After a too long absence, I started working on my game again. I created some new enemy models (the spider is not yet rigged). The two on the right are Spawners for the Spider and the Disc from an earlier post respectively.

Also I created some buildings, for decoration and mainly to allow me to create different levels. They block all kinds of projectiles, the fence is destructible.

Lastly I also delved into scripting again. The buildings have their own behavior to control the blocking of projectiles and actors, as well as their destruction. Additionally I added a simple calculation to the enemies’ and other placeable objects’ scripts to make them find the closest tile to their world-position on start, so I can now place them directly in the Unity viewport instead of having to manually determine the tile number I want them to start on. Makes level-design easier. Having to dial in every tile by hand would have put me off level-designing entirely, to be honest.

I started creating the enemy models with some simple idle animations. The first two are two flying ones, one ranged, the other melee. Especially the later one packs some punch…

I created some power-ups the for use by the player: a shield, that absorbs damage and when it is saturated it will emit the stored energy and hurt nearby enemies, a mine, that explodes when a enemy comes near it – multiple charges, a bomb, that explodes after a given number of turns, a turbo, that doubles the players movement speed and a health pickup, that heals the player. The mines’ and bombs’ explosions will hurt the player, too, if he is in range, but he will not trigger his own mines. Also I created a crate, that reveals one power-up when it is destroyed, either randomly or predetermined.

The top parts of the pick-ups rotate, as does the crate.

Partly thanks to the guys and gals at Answers.Unity3D.com, I solved the problem I had with the collision detection. It is essentially the same approach I already tried, twice, but apparently now I did it correctly. I have a two-dimensional array, in which every actor in the scene stores their position, and if a tile is occupied, no other actor can move onto it. When an actor leaves a tile, it is set to unoccupied again. I also used this array to create a boundary around the game world to keep the player and the enemies on it.

I added a bunch of new particle effects. Player and enemies explode in a cloud of triangles, projectiles have a muzzle flash and spawners announce their spawn.

Next: Powerups.

I added an experience system. Upon level up, the player gains more hitpoints, deals more damage and gains resistance to damage. The maximum level is currently capped at 10.

Also, I added a particle system for leveling up.

I added some particle effects to the projectiles that are used, when the projectile dies, either of old age or when it hits an enemy or the player. Also, projectiles now can hit enemies and the player and do damage. Man…this game is hard, if you aren’t cautious…

I use the same particle effect for blaster and laser, so there are only two currently. But there will be more later; for enemies and player dying, for spawning new enemies, for explosions, for muzzle flashes and whatever else I can think of.


I wrote a little script to let enemies shoot the player, whenever they are aware of him. They shoot only in the six cardinal directions, so they miss often, but it is still hard enough to not get hit, especially if you don’t play slow.

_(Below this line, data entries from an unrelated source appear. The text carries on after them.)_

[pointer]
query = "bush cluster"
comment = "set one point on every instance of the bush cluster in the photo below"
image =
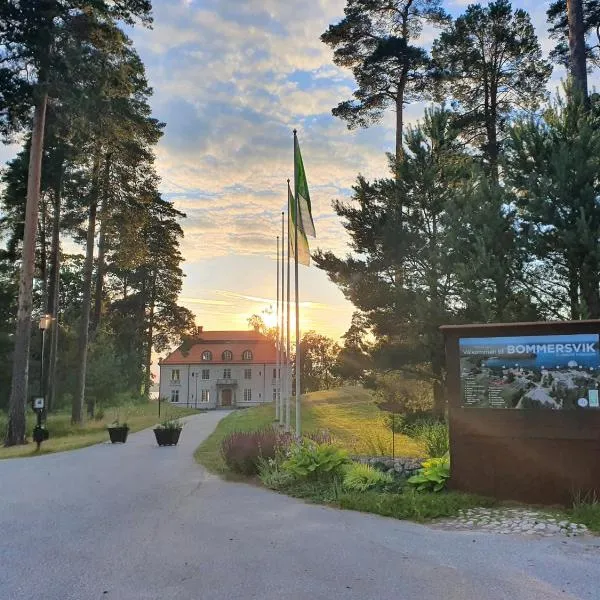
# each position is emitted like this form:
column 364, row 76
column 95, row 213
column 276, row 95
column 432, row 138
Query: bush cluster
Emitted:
column 243, row 451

The player can now also shoot. He has two attacks (left and right arm), but I haven’t yet implemented melee or the ability to switch weapons during runtime. Hit detection also isn’t working yet, so even if you hit something, you don’t hit anything.

Here are the three basic projectile types (the player’s). Just three intersecting lanes with an alpha texture. They also use a script so I can change properties like rate of fire, damage and speed.

I encountered a (not so) little problem. My movement algorithm seems to be highly resistant to registering collisions. I move the objects directly and so they ignore any collider in their way. To prevent this, I would have to apply forces on the objects instead, but this would nullify all benefits from the new algorithm. Also I don’t want them to stop anywhere on the map, they should stick to the grid, so they would have to know that their destination is invalid, before they start moving or – even better – before they choose a direction.

I tried creating a two-dimensional boolean array and assign true/false values to each tile on the map to test against, and it kinda works, but only with predefined tiles. Setting tiles invalid during runtime doesn’t work. Maybe I am doing it wrong.

I will try and conquer that problem later.Until I have an idea I’ll be working on other parts. Fighting, powerups, experience, some FX.

I rewrote the algorithm for the movement completely. Instead of just using translations relative to the last position, I now generate waypoints on the grid, on absolute positions, each turn and move the actors between them. At the end of each turn I place each actor exactly on its waypoint. I think I am content with the robustness.

The behavior itself doesn’t alter visibly from the last algorithm, so there is no new video, but here is a screenshot showing the waypoints.

The yellow points are used for random movement, the green ones for hunting the player, cyan for spawning new enemies, magenta for the viewing direction of the player and red and blue for the player movement.

At the same time I added some more enemy types: flying enemies, that aren’t completely constrained to the grid (they start and stop on a tile each turn, but can move outside of the six cardinal directions), turrets, that are stationary, but have a long detection range and spawner enemies, that create new enemies (within limits; each spawner has a maximum number of children and stops spawning new ones, once this number is reached. If one of the children is destroyed, the spawner can resume spawning). As before, all models are placeholders.